M.Harif, A.Trachli, A.Quessar, S.Benchekroun, N.Benchemsi
La revue marocaine de médecine et santé
L'Hémoglobinurie nocturne paroxystique (HNP) ou maladie de Marchiafava-Micheli
est une affection acquise de la cellule souche médullaire. Elle se caractérise
par une hypersensibilité à l'action lytique du complément secondaire à une
synthèse défectueuse des molécules protectrices de la membrane cellulaire (Decay
Accelerating Factor (DAF) et Membrane Inhibitors of Reactive Lysis (MIRL)).
C'est une affection rare qui se manifeste essentiellement par des signes
d'hémolyse intra-vasculaire souvent associés à des thromboses. Son diagnostic
classiquement confirmé par le test de Ham et Dacie peut actuellement être fait
plus précocement et de façon plus fiable par immunophénotypage.
.Nous rapportons 5 cas d'HNP diagnostiqués entre Janvier 1990 et Décembre
1993. Il s'agit de 4 hommes et 1 femme dont l'âge varie entre 15 et 40 ans
(moyenne : 29 ans). L'évolution avant le diagnostic varie entre 5 et 24 mois
(moyenne : 15 mois). Les manifestations cliniques sont faites d'anémie et
hématurie au réveil chez 4 patients; un ictère est noté dans 4 cas; des
douleurs abdominales et lombaires dans 2 cas et enfin un syndrome fébrile chez
un patient. L'hémogramme montre une anémie normochrome regénérative dans les
5 cas. Le test de Ham et Dacie confirme le diagnostic d'HNP chez les 5 patients.

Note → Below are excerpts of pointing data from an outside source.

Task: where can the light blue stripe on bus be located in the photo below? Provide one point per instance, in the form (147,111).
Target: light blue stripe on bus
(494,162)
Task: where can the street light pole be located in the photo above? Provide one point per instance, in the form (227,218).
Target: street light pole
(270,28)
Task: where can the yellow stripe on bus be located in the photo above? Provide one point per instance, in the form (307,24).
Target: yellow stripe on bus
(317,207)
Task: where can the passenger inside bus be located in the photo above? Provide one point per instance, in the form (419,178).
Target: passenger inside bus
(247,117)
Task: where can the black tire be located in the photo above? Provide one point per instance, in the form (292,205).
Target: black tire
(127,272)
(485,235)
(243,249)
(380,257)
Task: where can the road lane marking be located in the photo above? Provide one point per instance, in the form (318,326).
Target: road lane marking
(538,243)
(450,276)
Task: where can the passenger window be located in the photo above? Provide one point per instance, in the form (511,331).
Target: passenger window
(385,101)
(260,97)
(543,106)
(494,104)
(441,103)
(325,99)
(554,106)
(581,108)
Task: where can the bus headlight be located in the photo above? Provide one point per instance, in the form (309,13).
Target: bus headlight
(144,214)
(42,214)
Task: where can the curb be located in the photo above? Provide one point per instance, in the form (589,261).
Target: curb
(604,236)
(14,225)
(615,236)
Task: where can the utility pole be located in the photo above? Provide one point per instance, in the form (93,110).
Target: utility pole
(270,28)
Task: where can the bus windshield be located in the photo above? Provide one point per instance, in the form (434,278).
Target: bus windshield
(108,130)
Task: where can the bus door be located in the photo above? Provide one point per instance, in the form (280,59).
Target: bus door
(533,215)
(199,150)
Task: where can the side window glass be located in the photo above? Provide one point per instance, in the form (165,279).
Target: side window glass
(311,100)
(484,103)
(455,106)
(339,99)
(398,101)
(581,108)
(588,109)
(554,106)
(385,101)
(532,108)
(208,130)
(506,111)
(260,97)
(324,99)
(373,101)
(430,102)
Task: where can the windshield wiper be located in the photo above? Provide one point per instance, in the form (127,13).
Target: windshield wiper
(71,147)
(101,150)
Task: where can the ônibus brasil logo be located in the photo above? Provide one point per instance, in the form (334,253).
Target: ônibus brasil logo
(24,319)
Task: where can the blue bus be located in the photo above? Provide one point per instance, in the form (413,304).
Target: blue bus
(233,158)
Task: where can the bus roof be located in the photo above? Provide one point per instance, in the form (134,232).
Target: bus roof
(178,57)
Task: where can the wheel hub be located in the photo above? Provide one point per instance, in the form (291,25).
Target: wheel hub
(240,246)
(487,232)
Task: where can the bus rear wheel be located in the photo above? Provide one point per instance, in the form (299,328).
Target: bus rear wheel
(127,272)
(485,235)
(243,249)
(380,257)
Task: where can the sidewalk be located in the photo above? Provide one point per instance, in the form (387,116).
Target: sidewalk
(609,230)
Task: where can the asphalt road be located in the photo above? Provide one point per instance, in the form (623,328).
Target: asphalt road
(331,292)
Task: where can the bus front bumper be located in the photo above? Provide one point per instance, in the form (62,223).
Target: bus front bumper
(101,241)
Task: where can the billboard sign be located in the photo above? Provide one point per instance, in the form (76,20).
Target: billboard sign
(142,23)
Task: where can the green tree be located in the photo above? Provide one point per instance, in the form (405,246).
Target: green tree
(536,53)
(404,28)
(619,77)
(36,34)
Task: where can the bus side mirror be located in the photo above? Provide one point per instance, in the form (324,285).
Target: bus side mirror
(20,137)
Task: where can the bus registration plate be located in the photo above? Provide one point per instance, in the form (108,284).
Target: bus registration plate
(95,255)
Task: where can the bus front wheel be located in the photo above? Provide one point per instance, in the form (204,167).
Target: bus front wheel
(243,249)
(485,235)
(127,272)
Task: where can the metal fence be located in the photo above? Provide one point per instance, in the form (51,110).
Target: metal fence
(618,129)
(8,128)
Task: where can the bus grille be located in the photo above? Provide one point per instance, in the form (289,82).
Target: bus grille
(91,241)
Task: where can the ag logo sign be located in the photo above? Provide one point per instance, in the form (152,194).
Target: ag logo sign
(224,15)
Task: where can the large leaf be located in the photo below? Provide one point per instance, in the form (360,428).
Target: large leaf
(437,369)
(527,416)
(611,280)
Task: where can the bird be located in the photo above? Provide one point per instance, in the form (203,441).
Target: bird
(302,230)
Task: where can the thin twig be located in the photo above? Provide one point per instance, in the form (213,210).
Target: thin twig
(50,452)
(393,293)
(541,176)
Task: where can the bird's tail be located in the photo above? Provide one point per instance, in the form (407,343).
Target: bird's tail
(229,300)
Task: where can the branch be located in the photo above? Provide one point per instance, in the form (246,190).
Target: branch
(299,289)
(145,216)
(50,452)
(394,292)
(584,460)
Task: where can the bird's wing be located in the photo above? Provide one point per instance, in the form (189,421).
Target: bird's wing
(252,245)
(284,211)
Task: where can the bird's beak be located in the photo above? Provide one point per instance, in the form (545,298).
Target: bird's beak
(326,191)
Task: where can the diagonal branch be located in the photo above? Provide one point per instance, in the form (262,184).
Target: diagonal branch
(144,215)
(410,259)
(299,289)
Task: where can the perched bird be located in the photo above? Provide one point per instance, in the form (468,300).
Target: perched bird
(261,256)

Une hypoplasie médullaire est retrouvée dans 2 cas à la biopsie
ostéo-médullaire. Les patients sont transfusés régulièrement par des culots
globulaires phénotypés lorsque le taux d'hémoglobine est inférieur à 8
gr/100ml. Une hépatite virale B et une hépatite C ont respectivement
compliqué cette thérapie chez 2 patients. Une patiente a développé un
sarcome à cellules fusiformes du sein 20 mois après le diagnostic d'HNP. Cette
patiente est décédée 6 mois plus tard dans un tableau de métastases
médullaires. Les autres patients sont suivis et ont un recul de 17, 22, 42 et
50 mois respectivement. Aucune complication infectieuse ou thrombotique n'est
diagnostiquée.
L'HNP est une affection qui touche principalement les sujets adultes dont l'âge
varie entre 20 et 40 ans avec une prédominance d'atteinte des sujets de sexe
féminin . Dans cette série, le sexe masculin est prédominant (4/5 cas). La
durée d'évolution avant le diagnostic est souvent très longue du fait de la
méconnaissance de cette affection et du tableau clinique souvent fruste.
L'expression clinique est corrélée au pourcentage des cellules sanguines
dérivant du clone atteint.
L'évolution ou l'association de l'HNP à une aplasie médullaire est observée
avec une incidence variable selon les séries. Avec les techniques récentes de
diagnostic de l'HNP, cette incidence atteint 36%. Cette association semble par
ailleurs grever le pronostic de l'aplasie médullaire . Dans cette série, 2
patients présentent une aplasie médullaire en association avec l'HNP. Moins
fréquemment l'HNP s'associe à une myélodysplasie ou évolue vers une
leucémie aiguë . L'association à un sarcome du sein observé dans le premier
cas de cette série semble fortuite et n'a par ailleurs pas été rapportée
dans la littérature.
Le diagnostic de l'HNP est classiquement porté par le test d'hémolyse en
sérum acidifié (Test de Ham-Dacie) ou le test d'hémolyse en sucrose. Ces
tests manquent cependant de sensibilité et ne sont positifs que lorsque le
pourcentage des hématies provenant du clone malades est important. Par ailleurs
chez les patients transfusés, la présence d'hématies du donneur gêne
l'interprétation de ces tests. Les techniques de cytométrie en flux ou par
agglutination en gel, utilisants des anticorps monoclonaux dirigés contre le
DAF, le MIRL ou le C8BP permettent une appréciation fiable des déficits en ces
proteines aussi bien sur les hématies que sur les polynucléaires.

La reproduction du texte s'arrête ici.